A delimitação do lapso temporal máximo diário de trabalho representou uma das mais expressivas conquistas da classe operária, alcançada por meio de sucessivas e acirradas manifestações no curso do século XIX.
Acabou sintetizada pelo lema "8 horas de trabalho, 8 de repouso e 8 de educação", surgido durante uma greve em Chicago, Estados Unidos. [02]
O objetivo principal da fixação de um patamar máximo de trabalho traz em si diversos aspectos, relacionados à consideração do prestador de serviços como um ser complexo e dotado de dignidade. Visa à preservação do bem-estar físico e mental e, também, das relações interpessoais.
Partindo desta premissa, foram a limitação de jornada e de carga horária, bem como a saúde, erigidos a Direitos Sociais, nos termos dos arts. 6º, 7º, inciso XIII, e 196, todos da Constituição Brasileira.
Em nível internacional, destaquem-se as Convenções nº 148, 155 e 161 da OIT, ratificadas pelo país e internalizadas pelos Decretos nº 93.413/86, 1.254/94 e 127/91, respectivamente, relativas à proteção contra os riscos profissionais, normas gerais de segurança, saúde e meio ambiente do trabalho, além de serviços ligados à saúde no trabalho.
Tais disposições se fundamentam, ainda, no fato de estar o empregado, no curso da jornada, vinculado às ordens do empregador, as aguardando ou as executando, consoante previsão do art. 4º da CLT, causa da restrição de seu tempo.
Apresenta-se relativizado e cerceado o direito de ir e vir, em decorrência dos efeitos da subordinação, na medida em que, segundo palavras de Carmen Camino, "o empregador adquire o direito de dispor da força de trabalho (e, conseqüentemente, da própria pessoa do seu prestador), nos limites quantitativos e qualitativos estabelecidos", concluindo que "desse estado de disponibilidade (estar à disposição) resulta ser, o empregado, o sujeito subordinado na relação de emprego e, o empregador, o sujeito subordinante." [03]
Verifica-se, pois, um estreito vínculo entre os elementos jornada e subordinação, sendo aquela o período em que esta se manifesta e se faz mais intensa, pela atuação do trabalhador sob as ordens de seu patrão.

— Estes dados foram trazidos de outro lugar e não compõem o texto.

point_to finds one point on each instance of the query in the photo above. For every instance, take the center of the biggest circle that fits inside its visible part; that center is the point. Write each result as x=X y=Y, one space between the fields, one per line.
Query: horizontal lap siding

Contudo, as obrigações contratuais do empregado não produzem efeitos tão-somente no curso do expediente, se fazendo sentir, por vezes, após seu encerramento, mesmo que de maneira mitigada, tal como na hipótese do sobreaviso.
3. Sobreaviso. Conceito legal. Jurisprudência majoritária. Crítica.
Por regime de sobreaviso, compreende-se o tempo em que o trabalhador "permanecer em sua própria casa, aguardando a qualquer momento o chamado para o serviço", por meio de escala, nos termos estabelecidos no art. 244, §2º, da CLT, com a redação dada pelo Decreto-Lei nº 05/1966.
Cada escala "será, no máximo, de vinte e quatro horas", enquanto que "as horas de sobreaviso, para todos os efeitos, serão contadas à razão de 1/3 (um terço) do salário normal" (CLT, art. 244, §2º). [04]
O sistema, como se depreende do teor do caput da regra transcrita, foi idealizado para regular os plantões dos ferroviários em época em que as estradas de ferro eram amplamente utilizadas no país e os meios de comunicação se encontravam em um estágio embrionário de desenvolvimento.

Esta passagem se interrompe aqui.